I knew it was a sick man’s rambling thoughts. Nonetheless, it stood the hair up on the back of my neck and on my arms. “We’d best start looking for a place to camp tonight,” I said uneasily.
“Very well,” Hitch replied agreeably. For a time we rode in almost companionable silence. Renegade moved steadily along, and the horse truly seemed to know where he was going. There was no true trail; instead we had followed a deer track up a hill, diverged to follow a stream as it wound down the next slope, traversed a valley beside it, and then climbed the next hill on a game trail. We had been following a ridge as the sun moved ever closer to the horizon. Now, as we descended again, the shadow of the hill falling across us made evening seem much closer.
“You don’t much like it, do you?” he asked me. Then, before I could ask him what he meant, he gestured at a stand of mixed trees. “There’s a good place. There’s a spring down in those rocks beyond the trees. You don’t much like the magic telling you what to do.”
“We’ll camp there, then,” I said, ignoring the words I didn’t want to hear from this stranger.

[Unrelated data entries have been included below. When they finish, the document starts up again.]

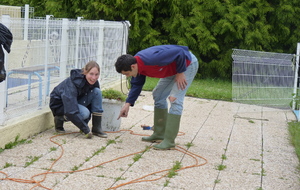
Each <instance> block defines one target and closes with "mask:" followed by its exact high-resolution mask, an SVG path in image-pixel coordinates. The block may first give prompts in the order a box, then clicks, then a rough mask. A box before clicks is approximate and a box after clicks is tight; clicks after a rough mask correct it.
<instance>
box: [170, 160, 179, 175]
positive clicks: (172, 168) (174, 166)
mask: <svg viewBox="0 0 300 190" xmlns="http://www.w3.org/2000/svg"><path fill="white" fill-rule="evenodd" d="M180 168H181V163H180V162H179V161H176V162H175V165H174V166H173V167H172V169H170V170H169V173H168V175H167V177H168V178H172V177H174V176H175V175H177V172H176V171H178V170H179V169H180Z"/></svg>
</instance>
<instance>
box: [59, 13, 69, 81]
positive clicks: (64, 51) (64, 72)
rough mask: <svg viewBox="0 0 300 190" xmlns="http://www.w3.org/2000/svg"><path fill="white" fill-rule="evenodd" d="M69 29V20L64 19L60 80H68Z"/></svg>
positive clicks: (61, 53) (61, 45)
mask: <svg viewBox="0 0 300 190" xmlns="http://www.w3.org/2000/svg"><path fill="white" fill-rule="evenodd" d="M68 29H69V20H68V19H66V18H64V19H63V22H62V30H61V46H60V48H61V51H60V64H59V67H60V69H59V77H60V80H61V81H62V80H64V79H65V78H66V72H67V61H68Z"/></svg>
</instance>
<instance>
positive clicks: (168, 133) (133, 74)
mask: <svg viewBox="0 0 300 190" xmlns="http://www.w3.org/2000/svg"><path fill="white" fill-rule="evenodd" d="M198 67H199V64H198V60H197V58H196V57H195V56H194V55H193V54H192V53H191V52H190V51H189V49H188V47H186V46H179V45H160V46H153V47H150V48H147V49H144V50H141V51H139V52H138V53H137V54H136V55H135V56H132V55H129V54H126V55H122V56H120V57H119V58H118V59H117V61H116V63H115V68H116V70H117V72H118V73H121V74H123V75H125V76H127V77H130V76H131V77H132V79H131V89H130V91H129V94H128V97H127V99H126V103H125V105H124V106H123V108H122V109H121V111H120V115H119V117H127V115H128V112H129V108H130V106H134V103H135V101H136V100H137V98H138V96H139V95H140V93H141V91H142V88H143V85H144V83H145V81H146V76H148V77H154V78H160V80H159V82H158V84H157V86H156V87H155V89H154V90H153V99H154V132H153V134H152V135H151V136H149V137H143V138H142V141H147V142H161V141H162V142H161V143H160V144H158V145H155V146H154V148H155V149H160V150H166V149H173V148H174V147H175V138H176V137H177V134H178V131H179V127H180V118H181V115H182V110H183V101H184V97H185V94H186V92H187V89H188V88H189V86H190V85H191V83H192V81H193V79H194V77H195V75H196V73H197V71H198ZM167 99H169V101H170V103H171V106H170V110H168V102H167Z"/></svg>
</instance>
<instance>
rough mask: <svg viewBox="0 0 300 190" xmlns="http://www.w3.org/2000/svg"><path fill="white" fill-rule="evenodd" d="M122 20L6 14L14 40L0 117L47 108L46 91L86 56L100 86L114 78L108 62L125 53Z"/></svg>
mask: <svg viewBox="0 0 300 190" xmlns="http://www.w3.org/2000/svg"><path fill="white" fill-rule="evenodd" d="M1 19H2V17H1V16H0V21H1ZM126 23H127V22H113V21H103V20H95V21H94V20H81V19H77V20H72V19H56V18H53V17H46V18H39V19H28V20H25V19H23V18H11V19H10V27H9V28H10V30H11V31H13V32H12V33H13V36H14V41H13V43H12V47H11V52H10V53H9V54H8V55H7V63H6V65H7V67H6V70H7V80H6V81H5V83H6V89H5V90H4V91H5V92H3V93H4V94H6V107H5V112H4V114H5V118H6V120H9V119H11V118H13V117H16V116H19V115H22V114H24V113H28V112H32V111H36V110H38V109H42V108H43V107H48V104H49V94H50V92H51V90H52V89H53V88H54V87H55V86H56V85H57V84H58V83H59V82H61V81H62V80H64V79H65V78H66V77H68V76H69V73H70V70H71V69H74V68H82V67H83V66H84V65H85V64H86V63H87V62H88V61H92V60H93V61H96V62H97V63H98V64H99V65H100V68H101V76H100V83H101V86H105V84H107V83H110V82H119V81H120V74H119V73H117V72H116V71H115V68H114V62H115V60H116V59H117V57H118V56H120V55H121V54H124V53H126V44H127V39H128V30H129V26H128V25H126ZM1 93H2V92H1Z"/></svg>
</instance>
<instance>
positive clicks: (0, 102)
mask: <svg viewBox="0 0 300 190" xmlns="http://www.w3.org/2000/svg"><path fill="white" fill-rule="evenodd" d="M2 24H4V25H5V26H6V27H7V28H10V16H9V15H2ZM0 48H2V45H0ZM3 52H4V63H5V64H4V67H5V68H7V60H8V58H7V52H6V51H5V50H3ZM6 91H7V78H6V79H5V80H4V81H3V82H1V83H0V92H1V93H0V125H3V124H4V121H5V119H6V118H5V115H4V111H5V108H6V106H7V105H6V98H7V97H6V93H7V92H6Z"/></svg>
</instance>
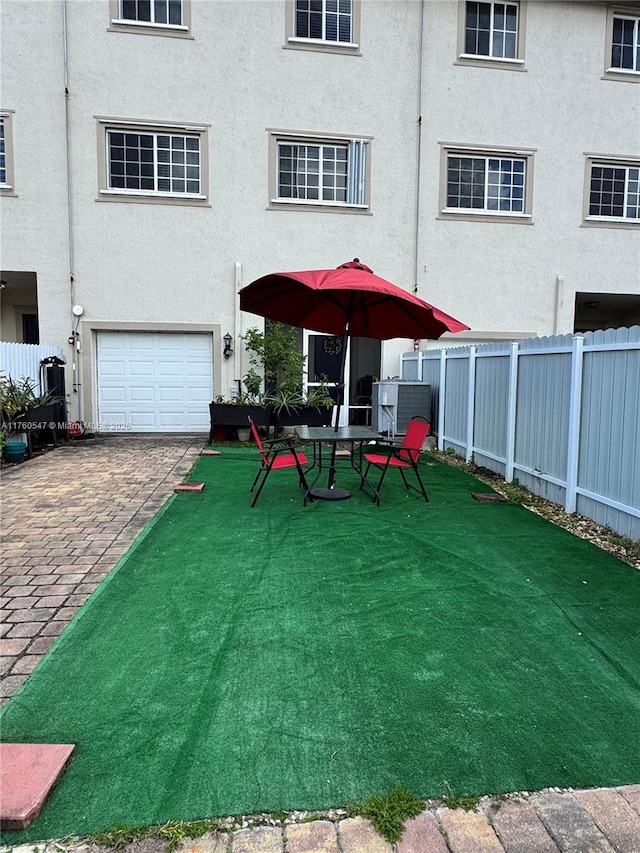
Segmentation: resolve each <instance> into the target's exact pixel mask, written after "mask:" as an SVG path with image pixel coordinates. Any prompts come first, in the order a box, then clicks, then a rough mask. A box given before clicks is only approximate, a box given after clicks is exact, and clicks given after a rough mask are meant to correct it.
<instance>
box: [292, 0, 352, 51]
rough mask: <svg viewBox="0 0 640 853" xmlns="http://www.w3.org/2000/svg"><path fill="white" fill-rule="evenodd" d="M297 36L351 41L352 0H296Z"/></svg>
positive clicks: (328, 39)
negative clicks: (351, 3)
mask: <svg viewBox="0 0 640 853" xmlns="http://www.w3.org/2000/svg"><path fill="white" fill-rule="evenodd" d="M295 4H296V24H295V26H296V36H297V37H298V38H310V39H320V41H343V42H351V15H352V12H351V0H295Z"/></svg>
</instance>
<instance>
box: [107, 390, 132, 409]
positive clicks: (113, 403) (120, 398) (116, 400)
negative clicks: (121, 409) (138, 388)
mask: <svg viewBox="0 0 640 853" xmlns="http://www.w3.org/2000/svg"><path fill="white" fill-rule="evenodd" d="M126 396H127V395H126V393H125V389H124V388H122V387H120V388H116V387H112V388H105V389H104V391H103V392H102V397H103V399H104V400H105V402H107V403H111V404H112V405H114V406H116V405H119V406H121V405H122V404H123V403H124V402H126Z"/></svg>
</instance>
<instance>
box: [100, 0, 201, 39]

“It’s a good spot. The evergreen trees break the wind. You don’t need to be ashamed. I don’t like it, either. It was a poor bargain. Not that I had much say in the terms of the bargain. You decide you want to live, and then it’s got you. One way or another. I was sent to fetch you. I said no. But you don’t say no to the magic, do you?”
“You’re raving, Hitch. Ride quiet. Save your strength.”
He coughed, and it was too weak a sound for a grown man. “I don’t have any strength left, Never. Save what the magic gives me. I said, ‘No, I don’t have time.’ And the magic sent me the cat, and I knew that if I wanted to live, I had to do what it wanted. And I always want to live. Looks like you do, too. But I think you got a dirtier shake of it than I did. Them Specks and their diseases. You know, they don’t call them diseases. Or even sicknesses. No. To them, they’re magic spells. Well, that’s not quite the way they’d call them. The word doesn’t translate. But it means like a gate or a funnel. The magic sends it, and the people go through it, and they come out dead or changed. Even fevers from wounds, like I got. Even this fever now, they’d say it’s a melting. A burning to purify the body and the spirit. If a Speck does something really bad, they’ll put a fever in him to cure him. Scratch him with something that makes him sick, or put him in a hut with a fire in the middle and build fires all around, to fever the wickedness out of him. You got any more water, Never? I’ve talked myself dry.”